CAIRO (Reuters) - Egypt said on Saturday it had signed several multimillion-dollar energy investment accords including a $430-million deal for Texas-based Noble Energy to pump natural gas through the East Mediterranean Gas Company's pipeline.

Under another agreement with Noble, which will also be financed by the U.S. International Development Finance Corporation, the energy company will manufacture petroleum products in partnership with Egyptian company Dolphinus Holdings.

The cabinet detailed the plans at the end of an Africa investment forum held on the site of the country's planned new administrative capital in the desert east of Cairo.

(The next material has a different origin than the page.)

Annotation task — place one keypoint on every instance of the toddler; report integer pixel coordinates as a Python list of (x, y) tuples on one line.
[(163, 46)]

Amsterdam-based Lekela also announced the start of construction work on its West Bakr wind power plant, which will have a capacity of 250 megawatts and require a total investment of $350 million.

Lekela CEO Chris Antonopoulos said Siemens Gamesa will build the West Bakr plant in the Gulf of Suez, creating an expected 550 jobs, according to the cabinet statement.

Egypt signed an agreement with the European Bank for Reconstruction and Development (EBRD) worth $201 million to improve the Egyptian Electricity Transmission Company's electric grid, and the lender will also finance a new asphalt production unit for the Suez Oil Processing Company worth $50 million.

The EBRD signed further deals with Sarwa Capital Holding and state-owned Banque Misr to issue 500 million Egyptian pounds ($31.13 million) in securitisation bonds for the government's New Urban Communities Authority (NUCA).

NUCA, 51% owned by the military's engineering authority and 49% by the housing ministry, is developing Egypt's as yet-unnamed new capital.

The International Islamic Trade Finance Corporation and the African Export–Import Bank also made available the first $100 million tranche of a $500 million loan to boost Egypt's trade with other African and Muslim countries.